John All is not your ordinary scientist.
As he puts it: "Most scientists are not mountaineers and most mountaineers are not scientists."
Dr All and his team scale the highest peaks on Earth to survey the environment there.
In fact, his team now has the record, at 8,500 metres, for the highest point a snow sample has ever been collected.
He has just returned from his latest expedition to the Himalayas and said there was a "mind-boggling magnitude of change" compared to the last time he gathered similar data there 10 years ago.
"The glaciers on Mount Everest are melting so much more quickly than we expected," Dr All told The World, pointing out that in some Himalayan areas he visited the temperature "was 20 degrees Fahrenheit warmer".
"Mount Everest and that region of the Himalayas provide water for 2 billion people, and when you're talking about disappearance of the water supply for big chunks of India and China, that makes a big difference around the world."
Dr All's team is looking at how climate change and pollution are affecting vegetation, the resources of local people and glaciers.
"Just like a white T-shirt is not as hot in the summer in the sun as my black T-shirt, the same is going to be true of glaciers," he said.
"As they get covered with more and more pollution, they get darker and darker and melt more quickly."
He said high up in the mountains huge amounts of vegetation had been wiped out and the world needed to start preparing for glaciers below 6,000 metres to no longer exist.
Everest queues a blessing in disguise
Dr All, who is the director of the Mountain Environments Research Institute at Western Washington University, said research from these far-flung destinations provided unique insights.
"The mountains are most vulnerable to climate change, more so than a lot of lowland areas. And there's been almost no research conducted in these areas because it is so difficult to access."
And that difficulty has been highlighted more than once for Dr All and his team.
Some of his colleagues had to be airlifted off Mount Everest on the most recent mission after falling ill.
But he said in some senses it was a blessing in disguise after seeing the images that emerged of queues of people trying to reach the summit this climbing season.

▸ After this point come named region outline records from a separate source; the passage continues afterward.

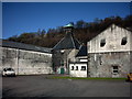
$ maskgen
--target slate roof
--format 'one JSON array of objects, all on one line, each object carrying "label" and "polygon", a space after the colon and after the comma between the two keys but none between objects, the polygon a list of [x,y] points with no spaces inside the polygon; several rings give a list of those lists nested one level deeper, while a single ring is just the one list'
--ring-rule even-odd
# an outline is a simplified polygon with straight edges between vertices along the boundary
[{"label": "slate roof", "polygon": [[26,51],[35,51],[35,52],[42,52],[42,53],[52,53],[52,48],[40,47],[40,46],[35,46],[35,45],[4,41],[4,40],[0,40],[0,46],[19,48],[19,50],[26,50]]},{"label": "slate roof", "polygon": [[79,42],[73,36],[72,33],[68,33],[53,47],[53,50],[69,50],[69,48],[79,50],[79,47],[80,47]]},{"label": "slate roof", "polygon": [[78,56],[87,56],[87,46],[82,45],[78,52],[78,54],[76,55],[76,57]]}]

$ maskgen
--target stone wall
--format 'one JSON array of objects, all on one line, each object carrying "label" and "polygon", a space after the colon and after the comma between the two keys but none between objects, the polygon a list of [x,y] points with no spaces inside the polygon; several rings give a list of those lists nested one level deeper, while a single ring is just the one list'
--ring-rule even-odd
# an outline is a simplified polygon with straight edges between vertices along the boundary
[{"label": "stone wall", "polygon": [[52,74],[52,54],[0,47],[2,68],[12,67],[16,75]]},{"label": "stone wall", "polygon": [[[88,57],[89,77],[127,77],[130,72],[130,52],[96,53]],[[118,66],[118,74],[113,74],[113,66]]]}]

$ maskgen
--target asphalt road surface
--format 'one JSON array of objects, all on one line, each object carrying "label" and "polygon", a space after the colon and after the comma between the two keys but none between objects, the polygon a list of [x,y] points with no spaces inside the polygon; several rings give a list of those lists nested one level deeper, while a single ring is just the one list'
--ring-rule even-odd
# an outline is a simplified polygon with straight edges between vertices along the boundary
[{"label": "asphalt road surface", "polygon": [[2,78],[2,97],[130,97],[130,82],[119,79]]}]

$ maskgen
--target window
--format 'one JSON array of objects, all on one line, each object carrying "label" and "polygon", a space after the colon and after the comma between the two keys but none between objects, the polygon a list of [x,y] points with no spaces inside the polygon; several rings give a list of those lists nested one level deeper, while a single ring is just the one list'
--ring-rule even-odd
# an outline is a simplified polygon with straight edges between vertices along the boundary
[{"label": "window", "polygon": [[78,70],[78,66],[76,66],[76,70]]},{"label": "window", "polygon": [[119,73],[119,67],[118,66],[113,66],[113,74],[118,74]]},{"label": "window", "polygon": [[103,47],[105,45],[106,45],[106,40],[103,38],[100,41],[100,47]]},{"label": "window", "polygon": [[86,70],[86,66],[81,66],[81,70]]},{"label": "window", "polygon": [[121,45],[125,45],[127,44],[127,37],[123,37],[122,41],[121,41]]},{"label": "window", "polygon": [[74,70],[74,66],[72,66],[72,70]]}]

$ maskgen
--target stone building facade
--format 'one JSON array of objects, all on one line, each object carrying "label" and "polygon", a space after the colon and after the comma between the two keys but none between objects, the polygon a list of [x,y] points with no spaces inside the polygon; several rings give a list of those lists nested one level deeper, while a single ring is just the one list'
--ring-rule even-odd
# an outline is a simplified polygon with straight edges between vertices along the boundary
[{"label": "stone building facade", "polygon": [[131,70],[132,33],[112,24],[87,43],[88,77],[127,77]]},{"label": "stone building facade", "polygon": [[51,48],[2,41],[1,69],[11,67],[16,75],[52,74]]},{"label": "stone building facade", "polygon": [[80,43],[73,34],[73,25],[68,24],[65,36],[53,47],[53,68],[56,74],[69,74],[69,62],[76,61]]},{"label": "stone building facade", "polygon": [[72,77],[127,77],[132,72],[132,32],[112,24],[81,45],[66,26],[66,35],[53,47],[3,41],[0,69],[16,75],[69,74]]}]

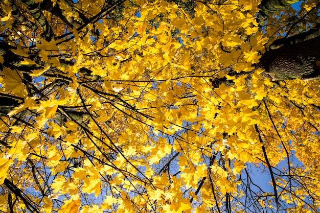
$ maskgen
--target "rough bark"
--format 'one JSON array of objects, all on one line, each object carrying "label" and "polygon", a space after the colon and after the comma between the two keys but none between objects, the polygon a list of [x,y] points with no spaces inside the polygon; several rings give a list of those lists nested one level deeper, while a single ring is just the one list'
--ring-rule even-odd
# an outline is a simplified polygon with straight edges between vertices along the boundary
[{"label": "rough bark", "polygon": [[309,30],[304,33],[289,37],[276,40],[269,46],[270,50],[274,50],[285,45],[294,44],[302,42],[308,40],[320,37],[320,23],[317,24]]},{"label": "rough bark", "polygon": [[260,26],[263,26],[271,13],[300,1],[300,0],[263,0],[259,6],[260,10],[257,17],[257,22]]}]

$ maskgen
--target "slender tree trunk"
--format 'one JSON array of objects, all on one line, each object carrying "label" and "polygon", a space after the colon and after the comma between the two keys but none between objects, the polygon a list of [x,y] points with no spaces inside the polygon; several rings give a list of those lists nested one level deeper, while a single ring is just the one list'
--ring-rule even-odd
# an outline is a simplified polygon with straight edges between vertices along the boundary
[{"label": "slender tree trunk", "polygon": [[266,52],[257,67],[273,80],[314,79],[320,76],[320,37]]}]

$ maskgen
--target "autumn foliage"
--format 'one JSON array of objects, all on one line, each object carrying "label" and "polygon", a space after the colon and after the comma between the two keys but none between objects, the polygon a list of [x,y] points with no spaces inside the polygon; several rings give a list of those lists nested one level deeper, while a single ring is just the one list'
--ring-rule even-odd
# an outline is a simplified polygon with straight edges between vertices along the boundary
[{"label": "autumn foliage", "polygon": [[0,211],[318,211],[320,83],[255,65],[318,2],[1,1]]}]

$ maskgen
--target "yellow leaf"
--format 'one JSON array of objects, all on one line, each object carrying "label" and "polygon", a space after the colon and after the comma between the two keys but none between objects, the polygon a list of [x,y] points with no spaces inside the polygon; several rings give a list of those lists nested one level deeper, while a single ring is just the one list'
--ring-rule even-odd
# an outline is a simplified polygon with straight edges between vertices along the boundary
[{"label": "yellow leaf", "polygon": [[8,175],[8,170],[12,162],[10,159],[0,158],[0,184],[2,184]]},{"label": "yellow leaf", "polygon": [[11,52],[12,52],[15,54],[18,55],[20,56],[28,57],[29,56],[27,53],[24,51],[20,45],[18,45],[17,46],[16,50],[11,49]]},{"label": "yellow leaf", "polygon": [[2,72],[5,76],[5,88],[7,91],[14,92],[19,97],[25,97],[25,86],[22,83],[22,76],[16,70],[4,67]]},{"label": "yellow leaf", "polygon": [[33,69],[32,74],[30,74],[31,76],[39,76],[42,75],[45,71],[47,71],[50,68],[51,66],[50,65],[47,65],[43,69]]}]

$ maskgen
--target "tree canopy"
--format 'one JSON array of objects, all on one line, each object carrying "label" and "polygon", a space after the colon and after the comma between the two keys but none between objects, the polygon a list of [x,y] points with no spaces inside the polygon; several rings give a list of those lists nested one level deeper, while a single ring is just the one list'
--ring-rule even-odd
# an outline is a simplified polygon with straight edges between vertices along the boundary
[{"label": "tree canopy", "polygon": [[0,211],[320,210],[320,3],[4,0]]}]

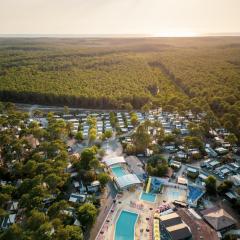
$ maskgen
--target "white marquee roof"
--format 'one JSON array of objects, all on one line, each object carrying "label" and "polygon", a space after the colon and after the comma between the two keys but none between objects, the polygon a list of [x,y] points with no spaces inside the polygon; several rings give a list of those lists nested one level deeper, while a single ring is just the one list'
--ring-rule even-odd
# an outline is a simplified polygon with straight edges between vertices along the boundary
[{"label": "white marquee roof", "polygon": [[141,183],[136,174],[127,174],[122,177],[116,178],[116,182],[120,188],[125,188],[134,184]]},{"label": "white marquee roof", "polygon": [[112,158],[107,158],[103,161],[108,167],[118,163],[126,163],[124,157],[112,157]]}]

"It was just too dangerous to try and stop and collect samples when there's so many people trying to climb the mountain," he said.

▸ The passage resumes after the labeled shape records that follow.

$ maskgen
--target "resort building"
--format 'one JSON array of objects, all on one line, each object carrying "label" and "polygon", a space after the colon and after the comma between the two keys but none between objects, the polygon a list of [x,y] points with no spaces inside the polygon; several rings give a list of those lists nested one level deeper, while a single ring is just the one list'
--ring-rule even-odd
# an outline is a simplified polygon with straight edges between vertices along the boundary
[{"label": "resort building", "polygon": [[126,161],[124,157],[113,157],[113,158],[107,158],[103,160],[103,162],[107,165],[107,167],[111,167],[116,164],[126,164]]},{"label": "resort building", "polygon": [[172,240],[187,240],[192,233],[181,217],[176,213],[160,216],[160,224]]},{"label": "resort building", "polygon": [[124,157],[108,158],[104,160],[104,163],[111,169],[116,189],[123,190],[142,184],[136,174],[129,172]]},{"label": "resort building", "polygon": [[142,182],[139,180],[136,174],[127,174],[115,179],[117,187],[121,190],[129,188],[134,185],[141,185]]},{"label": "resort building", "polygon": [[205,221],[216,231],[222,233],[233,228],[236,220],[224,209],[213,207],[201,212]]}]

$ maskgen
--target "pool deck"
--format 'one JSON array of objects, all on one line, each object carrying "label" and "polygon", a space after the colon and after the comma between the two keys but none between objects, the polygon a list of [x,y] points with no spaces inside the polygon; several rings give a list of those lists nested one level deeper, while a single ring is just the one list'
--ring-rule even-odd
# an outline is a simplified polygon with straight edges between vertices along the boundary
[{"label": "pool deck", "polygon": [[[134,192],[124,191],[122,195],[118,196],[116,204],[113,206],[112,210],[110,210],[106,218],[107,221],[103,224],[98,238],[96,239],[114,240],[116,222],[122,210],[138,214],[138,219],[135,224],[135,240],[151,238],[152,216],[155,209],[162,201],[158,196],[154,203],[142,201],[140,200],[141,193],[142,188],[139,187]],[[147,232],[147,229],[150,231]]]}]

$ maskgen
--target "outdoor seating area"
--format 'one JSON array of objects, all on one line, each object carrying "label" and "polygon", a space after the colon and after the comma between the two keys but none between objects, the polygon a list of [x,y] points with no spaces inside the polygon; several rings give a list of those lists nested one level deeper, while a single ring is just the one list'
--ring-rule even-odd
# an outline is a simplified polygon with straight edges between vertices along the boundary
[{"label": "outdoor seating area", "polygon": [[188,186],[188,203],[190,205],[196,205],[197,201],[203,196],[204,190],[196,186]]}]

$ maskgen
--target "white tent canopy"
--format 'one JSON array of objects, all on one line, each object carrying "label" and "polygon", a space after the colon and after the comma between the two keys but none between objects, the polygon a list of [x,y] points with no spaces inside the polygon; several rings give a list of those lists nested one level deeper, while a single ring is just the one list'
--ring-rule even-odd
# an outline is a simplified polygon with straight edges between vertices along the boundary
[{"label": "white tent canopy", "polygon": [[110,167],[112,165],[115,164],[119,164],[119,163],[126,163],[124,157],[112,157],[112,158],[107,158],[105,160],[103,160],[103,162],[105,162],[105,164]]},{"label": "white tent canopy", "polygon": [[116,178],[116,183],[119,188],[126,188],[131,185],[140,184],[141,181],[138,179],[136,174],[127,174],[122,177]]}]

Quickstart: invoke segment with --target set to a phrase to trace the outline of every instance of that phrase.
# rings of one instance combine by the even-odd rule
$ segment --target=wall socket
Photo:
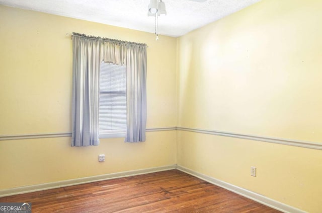
[[[256,167],[255,166],[251,167],[251,175],[256,177]]]
[[[99,155],[99,162],[105,161],[105,155]]]

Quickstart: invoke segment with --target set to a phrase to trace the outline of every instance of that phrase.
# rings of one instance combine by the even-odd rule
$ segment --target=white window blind
[[[126,129],[126,66],[101,64],[100,74],[100,134]]]

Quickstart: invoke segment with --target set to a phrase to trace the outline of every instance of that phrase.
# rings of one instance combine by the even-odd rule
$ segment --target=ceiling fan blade
[[[191,1],[193,2],[205,2],[207,0],[189,0],[189,1]]]

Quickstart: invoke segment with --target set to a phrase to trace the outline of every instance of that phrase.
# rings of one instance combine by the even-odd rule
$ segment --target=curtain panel
[[[126,142],[145,140],[146,45],[73,33],[72,147],[99,144],[101,63],[126,66]]]

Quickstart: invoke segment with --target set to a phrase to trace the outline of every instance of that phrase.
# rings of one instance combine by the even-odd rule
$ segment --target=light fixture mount
[[[159,39],[157,31],[158,16],[166,15],[166,4],[162,0],[150,0],[147,11],[147,16],[154,17],[154,34],[157,41]]]

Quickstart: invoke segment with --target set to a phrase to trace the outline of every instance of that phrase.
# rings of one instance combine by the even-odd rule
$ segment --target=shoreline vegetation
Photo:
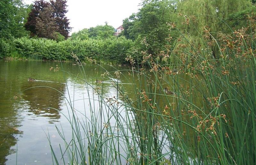
[[[144,1],[124,20],[117,38],[90,38],[86,29],[84,39],[0,39],[1,58],[33,55],[87,60],[103,69],[105,61],[132,66],[106,70],[96,88],[82,66],[79,76],[73,75],[86,86],[89,106],[76,110],[65,98],[72,138],[56,127],[65,143],[60,158],[49,136],[53,164],[67,163],[65,155],[72,164],[255,164],[255,7],[251,1],[232,2]],[[51,70],[68,73],[61,68]],[[133,97],[121,76],[138,84],[129,91]],[[102,94],[106,80],[116,89],[115,97]],[[83,111],[90,116],[77,117]]]

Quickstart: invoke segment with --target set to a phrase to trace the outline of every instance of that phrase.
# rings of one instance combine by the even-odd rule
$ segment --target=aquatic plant
[[[112,67],[114,71],[102,73],[103,83],[88,81],[81,66],[82,76],[76,77],[84,81],[89,98],[84,110],[67,99],[72,138],[66,139],[63,128],[56,127],[65,145],[60,145],[60,158],[52,148],[53,163],[67,163],[66,155],[75,164],[255,164],[254,17],[248,18],[249,28],[213,39],[205,27],[202,46],[180,31],[174,47],[159,55],[165,64],[146,52],[140,64],[129,56],[134,68]],[[218,48],[214,55],[207,48],[212,46]],[[126,90],[122,79],[133,84],[133,91]],[[116,89],[115,96],[103,94],[106,80]]]

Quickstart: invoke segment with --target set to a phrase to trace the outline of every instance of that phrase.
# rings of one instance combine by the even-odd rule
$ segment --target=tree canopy
[[[0,38],[10,39],[28,34],[23,26],[30,12],[29,5],[20,0],[1,0],[0,9]]]
[[[32,36],[52,39],[53,34],[58,32],[67,38],[71,28],[69,20],[65,16],[68,12],[66,3],[66,0],[51,0],[49,2],[36,1],[25,25],[26,29]],[[47,32],[46,29],[52,31]]]
[[[106,39],[115,37],[113,36],[115,32],[114,27],[108,25],[108,23],[105,22],[105,25],[98,25],[89,29],[85,28],[77,32],[73,33],[70,39],[81,40],[87,39],[89,38]]]

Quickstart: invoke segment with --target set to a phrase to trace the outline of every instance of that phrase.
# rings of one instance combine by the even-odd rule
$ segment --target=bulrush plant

Stuck 20m down a crevasse with 15 broken bones
But the scariest moments came during a "double accident" in 2014.
"We were on Mount Everest and an avalanche hit our team and a bunch of other teams and killed 16 Sherpas including part of our team," Dr All said.
The ordeal wasn't to end there.
Dr All moved onto another peak while Everest was closed and, in a story of survival ripe for a Hollywood thriller, plunged more than 20 metres down a crevasse while alone high in the mountains.
"I had broken my arm, and shoulder and six of my vertebra," he said, which when all counted ended up in 15 broken bones.
For hours, Dr All willed himself on inch by inch with the use of just one arm and an ice axe up the vertical ice walls towards the speck of blue sky above.
What's more, fearing he may not make it, the scientist in him had kicked in and he ensured the whole experience was documented on camera.
"I wanted to give my family, especially my mum, a sense of what I was going through to get out of there," he said.
"I methodically went through my options, examined what I could do and knew if I wanted to survive I had to keep moving.
"The camera helped me do that, helped me talk through with myself, helped me calm down and focus on the task at hand."
He eventually made it back to the surface, where it took another couple of hours to crawl back to his tent and the saviour of a satellite phone. By the next day, he was in a Kathmandu hospital.
Despite the torment, Dr All's ambition hasn't been dampened.
The "Indiana Jones of climate science", as he's been dubbed in some quarters due to his wild adventures and physical appearance, is off to the Andes ranges in South America next to collect more samples.
"By comparing across the world, it gives us a much better sense of what climate change is going to look like in the future."